The electrical grid has collapsed several times in recent months and blackouts lasts several hours daily. That leaves many with limited access to information, even more so in already isolated rural areas in eastern Cuba that are in the path of the hurricane.
The energy ministry announced that the state electricity company would prioritize service in eastern Cuba on Monday, warning that the rest of the country would be more affected by electrical cuts. The state Electric Union announced it would be unable to meet as much as half the demand for electricity on Monday evening.
Eastern Cuba, a mountainous region and one of the country’s poorest, was already reeling from the lack of food and medicines before Melissa threatened more devastation. Shortages of gasoline and other fuels are particularly acute in those provinces, where public transportation is almost nonexistent and residents in rural areas use animals to get around or walk.
But a health emergency will complicate recovery efforts.
All over the country, trash collection has almost come to a halt, contributing to the propagation of mosquito-borne viruses like dengue, chikungunya and oropouche. The diseases they cause share similar symptoms — sudden fever, severe headache, joint and muscle pain, chills and rash — though dengue is considered the more severe of the three. Cases of diarrhea and hepatitis have also spiked.

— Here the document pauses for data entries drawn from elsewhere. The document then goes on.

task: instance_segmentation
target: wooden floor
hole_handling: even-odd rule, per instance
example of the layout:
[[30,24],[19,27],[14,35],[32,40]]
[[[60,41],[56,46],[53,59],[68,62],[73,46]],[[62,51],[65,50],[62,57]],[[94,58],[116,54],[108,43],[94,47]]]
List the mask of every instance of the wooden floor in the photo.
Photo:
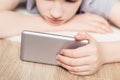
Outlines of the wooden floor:
[[120,80],[120,63],[104,65],[91,76],[75,76],[64,69],[20,60],[20,43],[0,40],[0,80]]

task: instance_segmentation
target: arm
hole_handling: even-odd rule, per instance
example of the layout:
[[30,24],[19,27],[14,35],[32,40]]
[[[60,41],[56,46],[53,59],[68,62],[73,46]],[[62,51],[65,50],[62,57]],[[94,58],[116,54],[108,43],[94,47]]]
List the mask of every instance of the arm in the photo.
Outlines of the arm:
[[76,75],[90,75],[103,64],[120,62],[119,42],[96,42],[88,35],[80,33],[76,40],[89,40],[89,44],[76,49],[63,49],[57,56],[58,64]]
[[[20,0],[1,0],[6,3],[0,6],[0,38],[14,36],[20,34],[23,30],[33,31],[91,31],[106,33],[110,32],[106,20],[97,15],[83,14],[75,15],[70,21],[62,25],[48,24],[40,16],[28,16],[18,14],[12,11],[19,3]],[[15,4],[15,5],[14,5]],[[96,23],[95,23],[96,22]],[[101,27],[102,26],[102,27]]]
[[120,27],[120,1],[117,1],[113,6],[110,14],[109,14],[109,21],[114,25]]

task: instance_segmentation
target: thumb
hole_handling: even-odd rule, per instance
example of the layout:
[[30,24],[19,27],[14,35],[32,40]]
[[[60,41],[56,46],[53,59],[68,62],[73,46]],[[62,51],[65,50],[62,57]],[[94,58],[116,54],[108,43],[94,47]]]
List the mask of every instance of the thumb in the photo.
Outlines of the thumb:
[[81,40],[88,40],[88,43],[95,43],[96,40],[91,36],[89,35],[88,33],[86,32],[79,32],[76,36],[75,36],[75,39],[77,41],[81,41]]

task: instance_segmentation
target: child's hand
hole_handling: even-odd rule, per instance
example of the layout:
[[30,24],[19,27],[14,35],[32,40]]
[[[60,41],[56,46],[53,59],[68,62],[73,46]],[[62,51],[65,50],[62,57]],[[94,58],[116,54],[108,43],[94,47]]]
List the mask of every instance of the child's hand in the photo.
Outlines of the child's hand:
[[58,64],[75,75],[90,75],[103,64],[98,43],[88,34],[75,36],[76,40],[88,39],[89,44],[77,49],[63,49],[57,56]]
[[96,33],[110,33],[112,29],[107,20],[103,17],[85,13],[76,15],[67,27],[71,31],[85,31],[85,32],[96,32]]

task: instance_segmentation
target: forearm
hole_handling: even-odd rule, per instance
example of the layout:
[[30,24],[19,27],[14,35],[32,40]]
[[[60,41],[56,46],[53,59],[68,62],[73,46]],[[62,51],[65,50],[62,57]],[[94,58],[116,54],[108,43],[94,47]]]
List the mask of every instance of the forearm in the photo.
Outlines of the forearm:
[[116,25],[117,27],[120,27],[120,10],[119,9],[120,9],[120,1],[117,1],[109,14],[109,21],[114,25]]
[[0,38],[18,35],[23,30],[48,32],[64,30],[64,28],[50,25],[39,16],[28,16],[11,11],[0,12]]
[[103,42],[99,46],[105,64],[120,62],[120,41]]

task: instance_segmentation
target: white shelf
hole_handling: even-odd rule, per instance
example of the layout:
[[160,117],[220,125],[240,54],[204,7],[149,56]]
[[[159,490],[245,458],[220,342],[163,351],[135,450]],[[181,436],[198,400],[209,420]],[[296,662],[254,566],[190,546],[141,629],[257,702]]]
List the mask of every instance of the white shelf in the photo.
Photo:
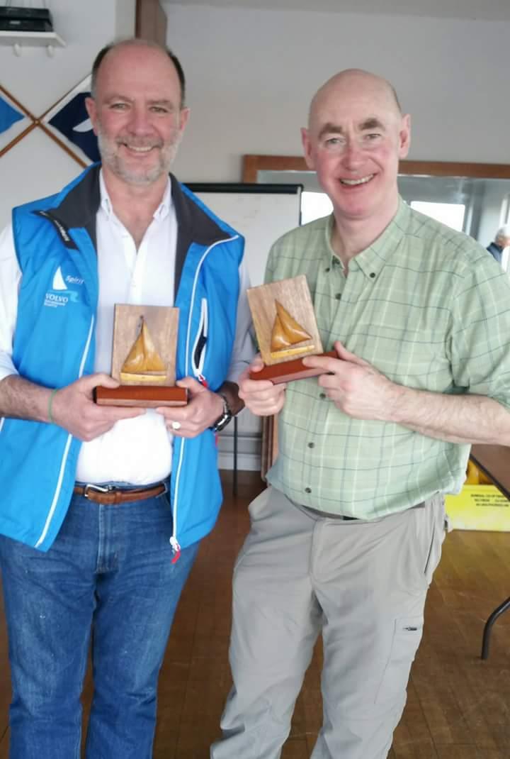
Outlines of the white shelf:
[[17,55],[23,47],[45,47],[52,55],[56,47],[66,43],[55,32],[5,32],[0,30],[0,45],[11,45]]

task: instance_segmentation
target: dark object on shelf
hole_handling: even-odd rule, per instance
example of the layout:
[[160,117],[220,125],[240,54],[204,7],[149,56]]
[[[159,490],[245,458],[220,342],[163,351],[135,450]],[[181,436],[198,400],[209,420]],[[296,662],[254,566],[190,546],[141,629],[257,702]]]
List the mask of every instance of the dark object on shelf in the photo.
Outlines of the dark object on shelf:
[[0,5],[0,31],[52,32],[52,14],[45,8]]

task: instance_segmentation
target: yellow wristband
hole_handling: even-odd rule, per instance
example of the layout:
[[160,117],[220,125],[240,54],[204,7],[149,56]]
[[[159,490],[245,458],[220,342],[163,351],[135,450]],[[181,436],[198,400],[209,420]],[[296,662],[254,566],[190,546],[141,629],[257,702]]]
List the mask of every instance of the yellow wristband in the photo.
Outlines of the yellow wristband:
[[50,424],[55,424],[55,420],[52,416],[52,407],[53,405],[53,398],[55,398],[55,393],[58,389],[58,388],[56,387],[55,390],[52,390],[52,392],[50,393],[49,396],[49,400],[48,402],[48,421],[49,422]]

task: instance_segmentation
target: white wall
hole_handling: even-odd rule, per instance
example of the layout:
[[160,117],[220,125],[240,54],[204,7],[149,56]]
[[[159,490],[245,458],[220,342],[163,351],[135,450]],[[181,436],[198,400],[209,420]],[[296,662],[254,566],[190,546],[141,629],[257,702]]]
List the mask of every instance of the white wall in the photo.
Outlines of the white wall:
[[243,153],[300,154],[311,96],[350,67],[394,83],[411,158],[510,162],[510,23],[165,7],[192,107],[183,179],[238,181]]
[[[0,46],[2,84],[41,115],[89,73],[104,45],[134,33],[134,0],[52,0],[54,28],[67,47],[55,49],[51,58],[44,48],[24,46],[18,58],[12,48]],[[40,129],[33,131],[0,158],[0,227],[13,206],[58,190],[80,171]]]

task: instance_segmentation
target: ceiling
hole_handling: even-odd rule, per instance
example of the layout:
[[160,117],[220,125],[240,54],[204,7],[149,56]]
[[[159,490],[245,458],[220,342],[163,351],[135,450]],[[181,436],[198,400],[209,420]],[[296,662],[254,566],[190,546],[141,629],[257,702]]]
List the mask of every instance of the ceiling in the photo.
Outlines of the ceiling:
[[327,13],[396,14],[443,18],[510,21],[510,0],[160,0],[161,5],[264,8]]

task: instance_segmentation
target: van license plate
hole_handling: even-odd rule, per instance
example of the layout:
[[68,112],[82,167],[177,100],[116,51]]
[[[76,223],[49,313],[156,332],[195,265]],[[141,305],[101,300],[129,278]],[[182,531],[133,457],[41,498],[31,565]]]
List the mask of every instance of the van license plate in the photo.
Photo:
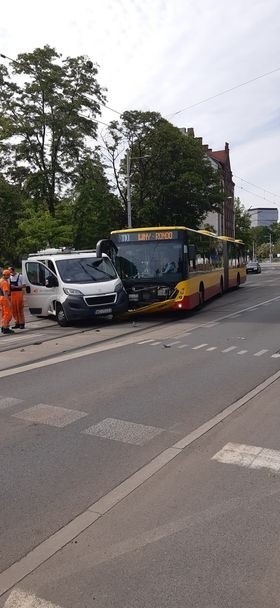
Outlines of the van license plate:
[[112,308],[96,308],[94,312],[96,315],[110,315]]

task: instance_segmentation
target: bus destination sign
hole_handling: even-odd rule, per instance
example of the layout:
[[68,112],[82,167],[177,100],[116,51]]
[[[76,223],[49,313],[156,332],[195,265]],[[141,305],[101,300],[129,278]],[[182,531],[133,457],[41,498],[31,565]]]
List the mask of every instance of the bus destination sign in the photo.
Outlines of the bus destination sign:
[[[115,235],[114,235],[115,236]],[[177,230],[150,230],[147,232],[122,232],[116,235],[118,243],[132,243],[135,241],[173,241],[178,239]]]

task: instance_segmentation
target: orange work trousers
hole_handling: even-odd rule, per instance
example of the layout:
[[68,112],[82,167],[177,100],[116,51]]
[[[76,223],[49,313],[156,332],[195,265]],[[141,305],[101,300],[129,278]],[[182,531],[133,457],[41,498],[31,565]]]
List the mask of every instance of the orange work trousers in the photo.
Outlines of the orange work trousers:
[[4,296],[0,297],[0,306],[2,313],[2,327],[9,327],[13,315],[11,307],[7,303],[7,300],[6,298],[4,298]]
[[24,325],[23,291],[11,292],[12,313],[17,325]]

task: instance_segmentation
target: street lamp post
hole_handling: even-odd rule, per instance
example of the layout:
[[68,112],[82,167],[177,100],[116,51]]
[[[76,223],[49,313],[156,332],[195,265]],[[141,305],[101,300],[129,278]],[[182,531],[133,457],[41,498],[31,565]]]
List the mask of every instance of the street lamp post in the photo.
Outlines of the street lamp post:
[[126,155],[126,190],[127,190],[127,195],[126,195],[126,197],[127,197],[127,227],[128,228],[132,228],[130,164],[131,164],[130,151],[127,150],[127,155]]
[[132,228],[132,214],[131,214],[131,182],[130,182],[130,169],[131,160],[138,160],[141,158],[151,158],[150,154],[143,154],[143,156],[131,156],[129,148],[126,151],[126,199],[127,199],[127,227]]

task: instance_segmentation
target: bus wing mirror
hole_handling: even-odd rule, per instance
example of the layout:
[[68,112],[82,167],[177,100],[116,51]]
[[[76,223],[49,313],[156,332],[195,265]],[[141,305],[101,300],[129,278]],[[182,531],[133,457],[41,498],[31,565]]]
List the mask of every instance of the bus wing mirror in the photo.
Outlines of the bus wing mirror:
[[100,241],[98,241],[97,245],[96,245],[96,257],[97,258],[102,258],[102,253],[106,253],[109,258],[113,257],[114,253],[117,253],[118,248],[115,245],[115,243],[113,243],[113,241],[111,241],[111,239],[101,239]]

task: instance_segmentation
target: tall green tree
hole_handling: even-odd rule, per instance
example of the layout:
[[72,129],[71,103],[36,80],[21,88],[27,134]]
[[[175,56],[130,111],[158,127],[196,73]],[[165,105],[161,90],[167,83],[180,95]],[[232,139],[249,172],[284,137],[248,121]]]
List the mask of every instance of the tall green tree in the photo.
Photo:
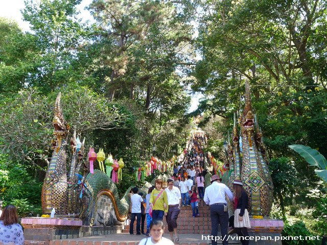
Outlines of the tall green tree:
[[[26,0],[22,13],[30,22],[40,55],[34,62],[37,69],[29,86],[39,87],[44,92],[68,83],[80,83],[88,77],[87,64],[80,63],[79,53],[87,43],[89,29],[77,18],[76,5],[81,0]],[[85,66],[85,67],[83,67]]]

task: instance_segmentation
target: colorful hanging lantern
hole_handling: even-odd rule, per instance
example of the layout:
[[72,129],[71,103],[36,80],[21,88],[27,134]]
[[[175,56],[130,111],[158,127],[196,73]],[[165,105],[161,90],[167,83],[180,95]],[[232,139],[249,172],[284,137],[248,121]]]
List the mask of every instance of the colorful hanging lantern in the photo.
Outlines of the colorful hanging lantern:
[[99,166],[100,167],[100,170],[103,173],[106,173],[104,170],[104,166],[103,165],[103,161],[106,159],[106,155],[103,152],[103,149],[100,148],[97,155],[97,160],[98,160],[99,162]]
[[125,166],[125,163],[123,161],[123,158],[119,159],[118,161],[118,165],[119,165],[119,168],[118,169],[118,179],[122,180],[123,179],[123,168]]
[[76,152],[78,153],[80,151],[81,147],[82,147],[82,142],[80,140],[79,137],[78,137],[76,139]]
[[112,156],[111,156],[111,154],[109,154],[108,155],[108,158],[106,159],[105,164],[106,164],[106,166],[107,175],[110,178],[111,174],[111,171],[112,171],[112,169],[113,169],[113,167],[112,167],[112,164],[113,164],[113,159],[112,158]]
[[151,174],[151,164],[150,163],[150,162],[148,162],[147,163],[145,162],[145,163],[146,166],[146,175],[147,176],[149,176]]
[[118,163],[118,161],[117,159],[114,159],[113,160],[113,163],[112,164],[112,167],[113,169],[112,170],[112,178],[111,178],[112,181],[114,183],[118,183],[118,174],[117,172],[119,169],[119,164]]
[[97,160],[97,153],[94,151],[94,149],[90,147],[90,150],[88,152],[88,160],[90,162],[90,173],[92,174],[94,173],[93,168],[93,161]]
[[141,167],[138,168],[138,170],[137,171],[137,180],[139,181],[141,179],[141,176],[142,175],[142,170],[141,169]]
[[154,162],[152,160],[150,161],[150,164],[151,165],[151,174],[153,174],[153,170],[154,169]]

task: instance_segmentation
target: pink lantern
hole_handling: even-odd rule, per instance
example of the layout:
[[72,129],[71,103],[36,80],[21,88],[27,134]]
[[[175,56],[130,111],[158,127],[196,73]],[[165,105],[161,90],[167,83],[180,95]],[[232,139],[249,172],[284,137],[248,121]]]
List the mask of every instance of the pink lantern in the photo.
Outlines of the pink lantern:
[[94,149],[90,147],[90,150],[88,152],[88,160],[90,162],[90,173],[93,174],[94,170],[93,168],[93,161],[97,160],[97,153],[94,151]]
[[117,171],[118,171],[118,169],[119,169],[119,163],[118,163],[117,159],[114,159],[113,161],[112,167],[113,168],[113,170],[112,170],[112,177],[111,179],[113,182],[118,183],[118,174],[117,173]]

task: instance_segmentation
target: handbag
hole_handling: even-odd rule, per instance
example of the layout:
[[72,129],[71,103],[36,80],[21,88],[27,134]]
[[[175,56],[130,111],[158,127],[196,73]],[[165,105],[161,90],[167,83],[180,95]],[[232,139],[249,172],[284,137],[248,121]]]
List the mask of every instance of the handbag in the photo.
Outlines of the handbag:
[[[159,198],[159,197],[160,197],[160,195],[162,193],[162,192],[164,192],[165,190],[161,190],[161,192],[160,192],[158,195],[157,195],[157,198],[155,199],[155,200],[154,200],[154,202],[153,202],[153,205],[154,206],[154,204],[155,203],[155,201],[157,201],[158,200],[158,199]],[[153,206],[152,206],[152,207],[153,207]],[[150,208],[149,209],[149,215],[150,215],[150,217],[152,217],[152,207],[150,207]]]

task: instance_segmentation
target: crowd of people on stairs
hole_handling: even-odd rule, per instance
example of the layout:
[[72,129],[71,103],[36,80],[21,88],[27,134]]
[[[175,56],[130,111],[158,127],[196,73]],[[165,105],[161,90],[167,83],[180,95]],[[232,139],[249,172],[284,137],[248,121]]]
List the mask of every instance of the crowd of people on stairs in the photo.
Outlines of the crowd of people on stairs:
[[[221,183],[222,179],[218,175],[211,178],[211,184],[205,189],[204,176],[207,171],[203,169],[204,154],[202,136],[194,137],[190,151],[184,150],[185,157],[178,165],[174,166],[172,179],[168,180],[168,187],[162,187],[162,181],[155,180],[154,186],[149,188],[145,201],[137,197],[132,201],[132,206],[146,203],[145,210],[147,217],[146,235],[150,237],[143,239],[141,245],[151,244],[174,244],[179,240],[178,234],[177,220],[182,207],[192,207],[193,217],[200,215],[199,207],[206,205],[209,207],[211,218],[211,235],[217,236],[218,226],[220,225],[222,238],[228,237],[228,225],[233,223],[235,232],[241,239],[243,245],[248,245],[248,240],[244,237],[248,236],[247,228],[250,228],[250,219],[247,211],[248,196],[243,187],[241,181],[236,180],[233,183],[235,197],[228,187]],[[136,188],[137,189],[137,188]],[[134,190],[136,190],[136,189]],[[133,193],[137,193],[137,191]],[[226,197],[233,202],[235,215],[228,216]],[[136,210],[136,209],[135,209]],[[137,209],[137,211],[139,210]],[[141,211],[139,211],[141,212]],[[132,213],[132,217],[138,218],[139,214]],[[162,222],[166,217],[171,240],[162,237],[165,227]],[[132,218],[130,226],[130,234],[132,235],[134,218]],[[141,235],[140,222],[136,224],[136,235]],[[143,232],[142,232],[142,233]],[[230,234],[230,233],[229,233]],[[225,236],[226,235],[226,236]],[[228,244],[227,239],[222,240],[224,245]],[[212,244],[217,244],[217,240],[212,240]]]

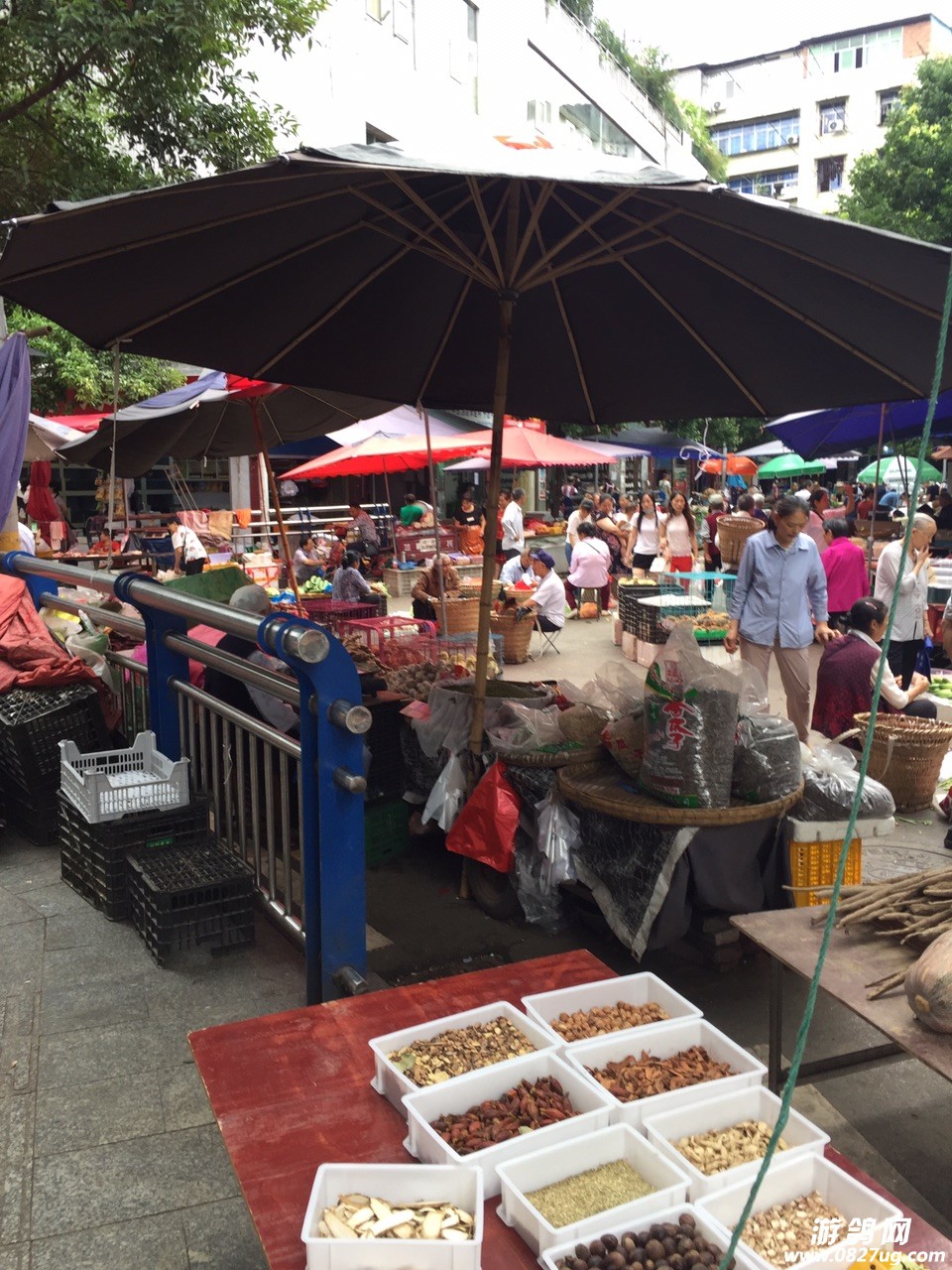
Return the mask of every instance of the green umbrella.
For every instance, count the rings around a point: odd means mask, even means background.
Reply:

Water supplies have also been severely affected by the lack of electricity and maintenance, making it difficult for Cubans to maintain hygiene and sanitation. The government has also scaled back on the intense fumigation campaigns that were a common sight in the past during summer, when the warm weather and high humidity create the best conditions for mosquitoes to reproduce.
Cuba routinely underreports cases of disease outbreaks because of the lack of testing supplies and secrecy practices that suppress information that might damage the country’s reputation and international tourism. Cuban official media have even spreading conspiracy theories accusing the United States of being behind the illness outbreaks.
But Cubans have been denouncing the worsening situation on social media and questioning the official figures and authorities’ denials of deaths amid the lack of medications and supplies in pharmacies, hospitals and local clinics.
On Friday, Vice Minister of Health Carilda Peña García said there has been a significant increase of illnesses causing fever, with 13,701 new cases last week, according to a report in the Communist Party newspaper Granmas.
She did not say which viruses were responsible for the illnesses but said there was confirmed active transmission of dengue fever in the provinces of Guantánamo, Ciego de Ávila, Matanzas, Cienfuegos, La Habana, Villa Clara, Sancti Spíritus and Camagüey, and chikungunya in more than 10 provinces, with the worst outbreaks happening in Havana and Matanzas. In the latter province, officials were planning to start fumigating this week, a delay criticized by Granma readers.
“The level of infections has reached a point where we are all waiting for one or more of the viruses to makes us sick,” one reader wrote in the comments section. “It seems that action should have been taken sooner. We know there is a lack of resources, but there is a lack of organization and timely monitoring.”
Another gave a more blunt assessment of the government’s efforts.
“They need to maintain better hygiene in the streets, where trash is collected every two months,” the reader wrote. “What health? There is no food. With what defenses are we going to overcome diseases? And in the hospitals there is no hygiene and no medicines.”